A Comparison of CNNs for Image Classification

Holt Skinner

University of Missouri – Computer Science 8780

Introduction

Neural Networks and Deep Learning are the biggest buzzwords in Computer Science today. One of the particular fields that shows a great deal of promise are Convolutional Neural Networks or CNNs these special neural networks use a process known as convolution to learn features in conjunction with traditional Back Propogation. CNNs were used for ImageNet classification in the paper ImageNet Classification with Deep Convolutional Neural Networks by Alex Krizhevsky et al. CNNs are particularly useful for processing images because convolution itself treats the data as a 2D matrix. Many different pre-trained models exist to process image recognition and they each provide different levels of accuracy and different specialties. There are also a number of APIs featuring pre-trained networks to allow more developers to utilize image recognition technology. For this project, these different models and APIs will be compared and contrasted to determine the best use cases.

Diagram of a Basic Convolutional Neural Network

Image Source: Mathworks

Dataset

For simplicity purposes, all classifiers will be trained with a simple dataset that consists of cats and dogs. The classifiers will be analyzed based on their ability to differentiate between the two different creatures. The training set includes 8000 images, 4000 cats and 4000 dogs. The test set contains 2000 images, 1000 cats and 1000 dogs. While this dataset is simple, the purpose is to learn the process of the CNN and the basic construction, as well as comparing the models.

Technologies Used

Python
TensorFlow
Keras
Numpy
Google Cloud
- All computation was performed on a Google Cloud Compute Instance running Ubuntu 18 to speed up computation.

Homemade Image Classification with Keras

For the first attempt at image classification, I used the Keras Library on top of Tensor Flow to create a basic image classifier. This Convolutional Neural Net contained 5 Layers: Convolution (with 32 filters 3*3 each), Max Pooling, Flattening, Fully Connected and Output (Also Fully Connected)

Training this classifier took quite a while even on a high-equipment machine. The classifier was to be trained for 25 epochs on the dataset. Each Epoch took approximately 40 minutes to complete. I first had an issue of my laptop going into sleep mode and killing the process when the ssh connection went down. To avoid this, I found and utilized the Unix command nohup which prevents the program from quitting when the shell is exited. However, I then had another issue of accidentally killing the process myself when working on another experiment, to save time, I reran the homemade algorithm with half the dataset and 5 epochs to get a proof of concept.
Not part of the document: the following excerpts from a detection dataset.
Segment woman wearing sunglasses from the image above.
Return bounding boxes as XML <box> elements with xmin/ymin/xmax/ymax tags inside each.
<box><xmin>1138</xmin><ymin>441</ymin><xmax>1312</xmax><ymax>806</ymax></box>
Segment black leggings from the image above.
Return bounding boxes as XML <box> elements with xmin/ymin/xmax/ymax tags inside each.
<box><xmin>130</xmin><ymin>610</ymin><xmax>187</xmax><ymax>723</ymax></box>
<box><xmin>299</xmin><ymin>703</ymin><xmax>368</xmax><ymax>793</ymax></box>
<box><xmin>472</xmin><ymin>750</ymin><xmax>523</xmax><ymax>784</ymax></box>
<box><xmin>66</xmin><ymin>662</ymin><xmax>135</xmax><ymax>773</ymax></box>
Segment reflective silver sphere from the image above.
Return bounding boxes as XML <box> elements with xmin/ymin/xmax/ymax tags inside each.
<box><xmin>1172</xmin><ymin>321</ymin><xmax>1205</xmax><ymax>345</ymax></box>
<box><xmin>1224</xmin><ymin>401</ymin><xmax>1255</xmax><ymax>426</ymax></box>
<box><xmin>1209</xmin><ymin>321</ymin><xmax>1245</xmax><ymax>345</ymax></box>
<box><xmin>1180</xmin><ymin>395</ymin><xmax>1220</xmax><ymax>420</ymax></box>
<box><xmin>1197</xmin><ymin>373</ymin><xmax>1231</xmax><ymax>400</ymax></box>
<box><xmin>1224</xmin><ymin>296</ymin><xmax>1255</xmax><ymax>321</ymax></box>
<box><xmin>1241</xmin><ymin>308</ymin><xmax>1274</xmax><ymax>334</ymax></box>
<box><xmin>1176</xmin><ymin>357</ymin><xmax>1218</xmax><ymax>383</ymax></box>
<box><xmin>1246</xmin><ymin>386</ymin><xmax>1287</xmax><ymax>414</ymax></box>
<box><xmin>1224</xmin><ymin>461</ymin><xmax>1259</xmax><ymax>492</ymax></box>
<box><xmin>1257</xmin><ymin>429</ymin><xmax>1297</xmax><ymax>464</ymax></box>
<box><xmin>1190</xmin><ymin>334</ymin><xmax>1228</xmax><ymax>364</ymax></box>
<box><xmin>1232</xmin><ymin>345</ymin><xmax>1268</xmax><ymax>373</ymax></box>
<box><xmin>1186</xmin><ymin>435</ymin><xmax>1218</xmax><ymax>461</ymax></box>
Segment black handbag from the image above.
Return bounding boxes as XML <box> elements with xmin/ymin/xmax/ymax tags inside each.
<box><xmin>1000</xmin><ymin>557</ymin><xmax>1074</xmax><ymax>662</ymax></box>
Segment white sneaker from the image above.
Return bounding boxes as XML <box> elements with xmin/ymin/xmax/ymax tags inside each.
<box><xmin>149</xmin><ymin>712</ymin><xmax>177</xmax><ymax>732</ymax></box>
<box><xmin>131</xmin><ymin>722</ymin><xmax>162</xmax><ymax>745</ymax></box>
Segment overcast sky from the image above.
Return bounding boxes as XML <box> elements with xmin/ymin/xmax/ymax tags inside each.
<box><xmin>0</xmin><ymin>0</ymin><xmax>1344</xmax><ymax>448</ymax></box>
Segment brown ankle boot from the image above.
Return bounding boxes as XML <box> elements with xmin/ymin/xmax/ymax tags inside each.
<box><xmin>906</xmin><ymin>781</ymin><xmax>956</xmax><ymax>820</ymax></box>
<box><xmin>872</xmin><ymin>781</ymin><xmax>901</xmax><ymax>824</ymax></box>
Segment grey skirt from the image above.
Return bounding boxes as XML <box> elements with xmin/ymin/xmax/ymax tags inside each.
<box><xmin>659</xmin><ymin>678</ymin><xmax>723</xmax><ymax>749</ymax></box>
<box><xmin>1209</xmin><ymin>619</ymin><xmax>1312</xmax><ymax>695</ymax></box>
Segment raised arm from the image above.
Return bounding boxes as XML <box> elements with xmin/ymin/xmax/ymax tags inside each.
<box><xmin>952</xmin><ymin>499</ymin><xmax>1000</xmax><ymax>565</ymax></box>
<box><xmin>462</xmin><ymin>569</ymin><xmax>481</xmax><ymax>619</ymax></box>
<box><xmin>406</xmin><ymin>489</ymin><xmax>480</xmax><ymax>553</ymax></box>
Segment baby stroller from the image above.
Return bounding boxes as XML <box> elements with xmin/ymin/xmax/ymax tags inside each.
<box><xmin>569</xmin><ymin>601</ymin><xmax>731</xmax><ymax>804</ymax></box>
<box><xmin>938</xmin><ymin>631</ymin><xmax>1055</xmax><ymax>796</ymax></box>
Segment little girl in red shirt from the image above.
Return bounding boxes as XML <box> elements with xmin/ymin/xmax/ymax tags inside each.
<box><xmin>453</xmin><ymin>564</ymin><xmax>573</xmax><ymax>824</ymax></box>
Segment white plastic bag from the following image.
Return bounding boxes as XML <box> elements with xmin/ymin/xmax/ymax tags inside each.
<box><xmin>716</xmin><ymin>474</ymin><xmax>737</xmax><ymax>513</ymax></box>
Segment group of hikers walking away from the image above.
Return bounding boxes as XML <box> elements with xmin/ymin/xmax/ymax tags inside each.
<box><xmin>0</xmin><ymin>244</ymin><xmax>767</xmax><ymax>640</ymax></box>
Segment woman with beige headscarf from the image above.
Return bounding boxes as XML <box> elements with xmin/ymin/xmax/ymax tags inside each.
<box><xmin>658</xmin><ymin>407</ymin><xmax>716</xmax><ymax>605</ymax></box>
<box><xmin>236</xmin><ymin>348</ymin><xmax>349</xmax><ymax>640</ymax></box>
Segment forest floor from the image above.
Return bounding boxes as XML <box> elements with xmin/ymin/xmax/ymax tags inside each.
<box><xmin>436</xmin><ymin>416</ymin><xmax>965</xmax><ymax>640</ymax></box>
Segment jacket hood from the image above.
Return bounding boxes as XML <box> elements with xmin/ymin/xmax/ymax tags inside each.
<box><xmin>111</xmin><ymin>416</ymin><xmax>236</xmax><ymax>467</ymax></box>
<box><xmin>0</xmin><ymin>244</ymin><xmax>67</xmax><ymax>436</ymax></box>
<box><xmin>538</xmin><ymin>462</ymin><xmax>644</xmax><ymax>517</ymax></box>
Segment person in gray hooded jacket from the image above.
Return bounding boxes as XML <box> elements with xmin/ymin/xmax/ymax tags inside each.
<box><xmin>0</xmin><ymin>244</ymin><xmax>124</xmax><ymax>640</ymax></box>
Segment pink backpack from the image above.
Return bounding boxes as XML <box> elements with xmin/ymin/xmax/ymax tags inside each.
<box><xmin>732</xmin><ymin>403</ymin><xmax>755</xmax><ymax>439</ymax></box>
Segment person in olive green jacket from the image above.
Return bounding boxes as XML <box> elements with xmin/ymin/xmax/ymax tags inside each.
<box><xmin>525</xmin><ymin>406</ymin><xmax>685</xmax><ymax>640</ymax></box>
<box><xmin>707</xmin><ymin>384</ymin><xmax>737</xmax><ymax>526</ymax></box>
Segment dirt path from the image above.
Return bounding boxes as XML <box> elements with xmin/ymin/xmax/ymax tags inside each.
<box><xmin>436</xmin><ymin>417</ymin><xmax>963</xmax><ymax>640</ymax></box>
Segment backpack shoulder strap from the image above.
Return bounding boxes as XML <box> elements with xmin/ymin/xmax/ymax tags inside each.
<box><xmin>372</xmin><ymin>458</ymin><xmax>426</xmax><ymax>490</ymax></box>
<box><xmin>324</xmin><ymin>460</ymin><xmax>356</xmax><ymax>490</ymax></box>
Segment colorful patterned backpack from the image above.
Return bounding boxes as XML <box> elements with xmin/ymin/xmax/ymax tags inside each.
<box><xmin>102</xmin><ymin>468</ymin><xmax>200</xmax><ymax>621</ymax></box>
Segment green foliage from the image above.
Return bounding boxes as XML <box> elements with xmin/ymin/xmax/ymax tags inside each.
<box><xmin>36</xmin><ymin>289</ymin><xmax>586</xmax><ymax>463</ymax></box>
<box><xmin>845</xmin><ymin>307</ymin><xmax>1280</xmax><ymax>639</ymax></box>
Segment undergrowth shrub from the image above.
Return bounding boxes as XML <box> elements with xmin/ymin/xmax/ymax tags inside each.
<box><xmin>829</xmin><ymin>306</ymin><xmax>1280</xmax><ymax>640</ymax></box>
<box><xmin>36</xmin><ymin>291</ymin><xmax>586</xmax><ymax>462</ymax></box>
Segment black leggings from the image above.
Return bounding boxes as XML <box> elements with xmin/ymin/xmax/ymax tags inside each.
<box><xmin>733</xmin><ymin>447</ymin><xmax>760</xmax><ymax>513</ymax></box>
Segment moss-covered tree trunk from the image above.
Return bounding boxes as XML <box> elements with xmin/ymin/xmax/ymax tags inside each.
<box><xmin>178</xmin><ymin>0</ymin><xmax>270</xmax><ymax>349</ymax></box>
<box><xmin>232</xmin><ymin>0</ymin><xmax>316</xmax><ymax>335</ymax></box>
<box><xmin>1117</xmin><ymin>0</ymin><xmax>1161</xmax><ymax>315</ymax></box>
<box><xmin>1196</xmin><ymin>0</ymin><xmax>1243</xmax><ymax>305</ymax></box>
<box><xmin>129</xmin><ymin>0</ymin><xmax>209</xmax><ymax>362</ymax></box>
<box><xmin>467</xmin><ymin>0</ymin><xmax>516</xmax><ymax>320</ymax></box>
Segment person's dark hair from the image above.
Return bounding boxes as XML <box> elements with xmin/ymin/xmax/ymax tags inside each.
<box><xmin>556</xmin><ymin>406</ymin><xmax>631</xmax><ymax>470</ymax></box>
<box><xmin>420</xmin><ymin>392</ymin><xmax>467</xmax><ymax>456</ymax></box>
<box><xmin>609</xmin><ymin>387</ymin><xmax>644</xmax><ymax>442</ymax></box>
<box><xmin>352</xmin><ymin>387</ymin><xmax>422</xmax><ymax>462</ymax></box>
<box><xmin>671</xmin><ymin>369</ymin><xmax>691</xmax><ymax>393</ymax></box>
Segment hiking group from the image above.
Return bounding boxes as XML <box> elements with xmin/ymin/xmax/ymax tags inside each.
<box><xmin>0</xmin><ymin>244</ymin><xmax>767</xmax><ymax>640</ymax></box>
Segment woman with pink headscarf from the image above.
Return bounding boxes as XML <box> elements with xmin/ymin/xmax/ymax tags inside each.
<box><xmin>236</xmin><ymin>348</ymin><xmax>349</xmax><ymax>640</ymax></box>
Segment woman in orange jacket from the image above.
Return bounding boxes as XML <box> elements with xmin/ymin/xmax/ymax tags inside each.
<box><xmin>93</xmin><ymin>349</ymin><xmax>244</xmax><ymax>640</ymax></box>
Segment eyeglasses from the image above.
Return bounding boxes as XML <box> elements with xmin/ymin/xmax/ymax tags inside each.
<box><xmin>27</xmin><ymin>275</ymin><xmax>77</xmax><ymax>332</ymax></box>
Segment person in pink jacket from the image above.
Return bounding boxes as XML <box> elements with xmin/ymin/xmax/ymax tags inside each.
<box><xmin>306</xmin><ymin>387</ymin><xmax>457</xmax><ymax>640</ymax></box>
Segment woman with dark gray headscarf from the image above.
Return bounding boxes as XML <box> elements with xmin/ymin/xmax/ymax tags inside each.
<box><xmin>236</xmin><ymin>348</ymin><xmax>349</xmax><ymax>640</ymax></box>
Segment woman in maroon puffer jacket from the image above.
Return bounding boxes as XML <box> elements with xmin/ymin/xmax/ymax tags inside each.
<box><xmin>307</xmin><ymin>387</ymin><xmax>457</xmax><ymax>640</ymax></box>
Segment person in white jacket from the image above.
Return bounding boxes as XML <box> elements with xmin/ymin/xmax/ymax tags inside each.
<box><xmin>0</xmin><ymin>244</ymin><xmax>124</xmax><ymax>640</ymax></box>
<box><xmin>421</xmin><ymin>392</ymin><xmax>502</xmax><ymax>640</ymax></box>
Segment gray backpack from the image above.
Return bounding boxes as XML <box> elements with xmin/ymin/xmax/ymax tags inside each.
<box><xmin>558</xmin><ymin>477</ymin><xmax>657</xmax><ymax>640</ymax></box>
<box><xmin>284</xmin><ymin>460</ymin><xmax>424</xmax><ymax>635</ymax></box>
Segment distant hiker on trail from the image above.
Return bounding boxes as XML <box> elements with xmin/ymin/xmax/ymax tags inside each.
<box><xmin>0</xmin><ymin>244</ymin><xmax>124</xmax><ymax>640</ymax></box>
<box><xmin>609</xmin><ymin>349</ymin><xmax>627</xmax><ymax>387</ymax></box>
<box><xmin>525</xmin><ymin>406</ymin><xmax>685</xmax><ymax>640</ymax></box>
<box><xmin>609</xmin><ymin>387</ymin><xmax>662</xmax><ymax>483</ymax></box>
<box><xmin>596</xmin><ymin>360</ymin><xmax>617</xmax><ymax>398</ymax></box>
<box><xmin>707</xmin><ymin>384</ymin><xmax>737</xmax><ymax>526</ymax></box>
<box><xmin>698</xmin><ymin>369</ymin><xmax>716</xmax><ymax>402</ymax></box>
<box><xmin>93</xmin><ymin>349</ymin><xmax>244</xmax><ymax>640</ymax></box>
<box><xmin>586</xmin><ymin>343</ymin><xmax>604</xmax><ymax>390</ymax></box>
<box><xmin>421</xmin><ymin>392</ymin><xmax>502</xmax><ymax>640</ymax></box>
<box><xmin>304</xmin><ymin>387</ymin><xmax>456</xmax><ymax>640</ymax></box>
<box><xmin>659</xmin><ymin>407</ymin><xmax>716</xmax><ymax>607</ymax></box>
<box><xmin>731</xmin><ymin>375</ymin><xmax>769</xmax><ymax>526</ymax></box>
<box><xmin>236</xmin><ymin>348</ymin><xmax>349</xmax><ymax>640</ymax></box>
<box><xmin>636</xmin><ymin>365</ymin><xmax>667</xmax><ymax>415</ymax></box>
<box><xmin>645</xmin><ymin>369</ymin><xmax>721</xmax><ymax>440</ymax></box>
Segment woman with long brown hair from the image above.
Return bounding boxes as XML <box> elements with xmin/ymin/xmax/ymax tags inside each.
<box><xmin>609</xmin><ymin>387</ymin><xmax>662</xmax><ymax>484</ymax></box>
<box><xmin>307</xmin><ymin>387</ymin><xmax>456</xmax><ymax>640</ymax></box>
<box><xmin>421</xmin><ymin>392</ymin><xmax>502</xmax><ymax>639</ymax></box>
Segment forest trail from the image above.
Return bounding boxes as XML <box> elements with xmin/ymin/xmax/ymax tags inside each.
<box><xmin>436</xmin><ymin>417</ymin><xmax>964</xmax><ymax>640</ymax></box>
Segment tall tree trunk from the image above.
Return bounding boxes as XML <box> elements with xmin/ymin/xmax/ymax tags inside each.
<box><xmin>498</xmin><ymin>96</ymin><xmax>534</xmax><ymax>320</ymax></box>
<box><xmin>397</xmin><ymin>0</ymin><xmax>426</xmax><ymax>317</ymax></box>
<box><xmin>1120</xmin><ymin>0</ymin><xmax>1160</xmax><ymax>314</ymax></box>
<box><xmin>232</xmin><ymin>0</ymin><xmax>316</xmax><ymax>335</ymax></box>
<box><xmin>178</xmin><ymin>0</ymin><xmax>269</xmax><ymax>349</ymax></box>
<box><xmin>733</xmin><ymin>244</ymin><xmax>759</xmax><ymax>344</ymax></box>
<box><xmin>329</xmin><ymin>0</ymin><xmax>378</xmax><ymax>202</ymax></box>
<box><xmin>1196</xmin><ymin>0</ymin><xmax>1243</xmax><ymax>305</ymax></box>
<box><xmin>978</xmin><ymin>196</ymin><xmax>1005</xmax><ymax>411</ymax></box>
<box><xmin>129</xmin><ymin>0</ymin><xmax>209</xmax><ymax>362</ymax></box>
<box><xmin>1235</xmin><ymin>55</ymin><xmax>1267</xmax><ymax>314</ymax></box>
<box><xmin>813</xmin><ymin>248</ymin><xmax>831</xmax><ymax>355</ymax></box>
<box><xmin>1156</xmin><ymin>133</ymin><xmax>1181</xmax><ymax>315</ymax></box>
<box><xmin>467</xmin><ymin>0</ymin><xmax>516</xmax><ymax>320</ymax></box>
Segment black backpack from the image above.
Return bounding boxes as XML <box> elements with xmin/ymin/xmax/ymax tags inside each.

Below are the graphs depicting the loss (green) and the accuracy (blue) when training and testing. These values were outputted by Keras after each datapoint was plugged into the network. Notice how there is a spike at each epoch (every 4000 data points) this makes sense because the data is shuffled at each epoch to allow for more variety in training and to prevent an overfit. It is also important to note that the CNN got up to 95% accuracy according to Keras.

As great as these results seemed, it was not meant to be. When I attempted to run my own cat images through the network, it would very rarely classify them correctly. Upon further investigation, the way I attempted to limit the training data size in Keras actually only trained the network on dog images. I had to completely start over and retrain the network on the full set of images. The process went overnight and took more than 12 hours to fully train. Below is the training graph with the entire dataset and all 25 epochs. This new network got 99% Testing accuracy according to Keras's output; however, when testing on random images outside the test/training sets, results were mixed. The system had particular trouble identifying cats rather than dogs.

Resnet50

Resnet50 is a Deep Residual CNN which won the ImageNet Large Scale Visual Recognition Challenge (ILSVRC) in 2015. In the competition, it achieved an error rate of 3.57% on the ILSVRC Dataset, which was actually better than human-level control. The Resnet was pioneered by Kaiming He et al and presented in the paper Deep Residual Learning for Image Recognition As the name suggests, this network has 50 layers with a combination of convolution, ReLu and pooling along with fully connected layers. The Resnet's claim to fame is the fact that data passing through the network can skip through some layers in the network to avoid the vanishing gradient problem. (e.g. Layer 2 can directly connect to layer 6) Residual Networks have been becoming popular due to this phenomenon.

Diagram of ResNet50

Source: Deep Residual Learning for Image Recognition, Kaiming He et al

For the experiments of classifying dogs and cats, I used a pre-trained network on the ImageNet dataset. The advantage of using a pre-trained model is the amount of time saved from not having to train. Especially since the deep nets (including ResNet50) can take days or weeks to fully train. However, this dataset provided an interesting challenge in testing because all of the classes in ImageNet are highly specific. For example, there is no "dog" class, but rather "Siberian Husky." To make a more apples to apples comparison, each prediction had to be analyzed for the different types of classes that could be categorized as a dog or a cat. With this further analysis, the accuracy in the Dog/Cat dataset achieved an accuracy of 80% for both cats and dogs. An Unexpected issue occurred because Resnet50 in Keras expects images of 224 * 224 pixels, and the Python Error messages weren't entirely clear. This was resolved by reducing all of the images to the proper dimensions before running them through the network. Transfer Learning was also attempted for this model by creating a custom fully connected layer and to reduce the number of classes. The training time would have been over a day per epoch without further hardware, so this experiment did not run to completion.

MobileNet

MobileNet is a Neural Network model that was designed specifically to be small, low-latency, and low power for use on mobile devices while still being close to accurate as larger networks. The MobileNet first appeared in a paper in April 2017 by a group of researchers at Google. MobileNets: Efficient Convolutional Neural Networks for Mobile Vision Applications The interesting differences between this network and standard CNNs are in the convolution steps. MobileNet does one standard convolution as the first layer, but then it does a "depthwise separable" convolution for every other convolution. The first step involves performing convolution in each channel (RGB) separately, rather than all at once.

Depthwise Convolution

Image Source: Machinethink.net

This operation is followed by a Pointwise convolution which adds up all the channels as a weighted sum.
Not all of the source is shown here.